Quindi, a quanto risulta ci sono tutti gli ingredienti per desiderare il cambiamento e dopo le rivolte della Tunisia e dell’Egitto molto sta cambiando in tutto il mondo arabo, compreso la Libia. L’elemento basilare è la rottura del muro della paura. Questo sentimento è condiviso ormai da tutti ed ovunque.

Fatta questa premessa, non capisco perché dobbiamo mettere in dubbio l’autenticità delle azioni, delle capacità e delle potenzialità delle popolazioni arabe. Il nostro atteggiamento paternalistico muove da un’ottica interpretativa euro centrista.

Maurizio Molinari sostiene… intanto personalmente non trovo il Molinari cosi addentro alle faccende USA ma penso che attinge alle sue informazioni come facciamo tutti noi, leggendo i dispacci della stampa e su internet. A differenza di noi, però, il Molinari è fedele ad una corrente di interpretazione che non abbiamo trovato difficoltà nel passato a rigettare. È difficile, nel mio caso è impossibile, condividere o accettare le sue conclusioni perché partono da presupposti sbagliati. Rimane sempre in piede il pericolo paventato, ovvero quel tentativo statunitense di scansare l’imperialismo europeo dalla scena libica e rimpiazzare con il proprio. Sono sempre lotte all’interno delle forze capitalistiche che qalcuno preferisce chiamare concorrenza e di cui mi interessa poco se non l’aspetto di conoscere e meglio contrastare l’estensione dell’egemonia e controllo di tale forze sulla nostra, come popoli, vita quotidiana.

Non condivido affatto l’interpretazione seconda la quale in Libia è in corso una guerra civile. Colgo anche’io le differenze tra gli avvenimenti tunisini ed egiziani, ma credo che ciò, almeno per quanto riguarda la cruenza, è legato alla natura sanguinaria del regime stesso, alla megalomania del leader libico e all’arretratezza di coloro che lo circondano.

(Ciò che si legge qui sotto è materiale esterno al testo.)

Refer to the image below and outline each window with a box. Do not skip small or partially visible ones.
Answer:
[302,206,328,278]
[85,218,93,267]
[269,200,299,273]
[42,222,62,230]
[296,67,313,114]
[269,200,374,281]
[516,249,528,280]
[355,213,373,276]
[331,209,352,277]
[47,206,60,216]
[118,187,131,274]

Quando un popolo si solleva in un ribellione di massa è difficile parlare di guerra civile. In Libia il popolo non si è diviso in etnie o tribù che si combattono tra di loro. Il ricorso a dei mercenari n’è la prova. In Libia 10 o 15 mila assassini tengono in scacco mortale tutta la popolazione. Sono i fedelissimi del rais e i suoi mercenari che cercano disperatamente di garantire per lo meno un’uscita di scena onorata del capo e di garantire i privilegi dei suoi seguaggi. Disperata perché alla luce di quanto è successo, i crimini, gli insulti ed il terrore, è molto difficile la riconciliazione e l’affrancamento del leader con il suo popolo. il dato aggravante (ci sono stati i morti e i feriti anche in Tunisia e in Egitto, in Bahrien e nello Yemen) consiste nel fatto che questo bagno di sangue arriva proprio dopo i due avvenimenti precedenti e dimostra che Gheddafi non ha imparato ne voluto imparare dalle altre esperienze che solcano il mondo arabo a dimostrazione del grande disprezzo col quale egli guarda e tratta il suo popolo.

In Libia è in corso una rivolta popolare e di massa decisa a rovesciare il disputa ed il suo apparato, il resto sono sforzi interpretativi che rischiano di offuscare la nostra visione e cognizione.

Credo che molti compagni e compagne dovrebbero guardare con maggiore ottimismo alle rivolte arabe e penso che abbiamo molto da imparare da loro, come per esempio il superamento delle differenze, unendoci per il raggiungimento di un obiettivo condiviso e lasciare il discorso dell’autoreferenzialità e auto-glorificazione che ci sta paralizzando e ci inchioda in uno stesso punto per lungo, lunghissimo tempo.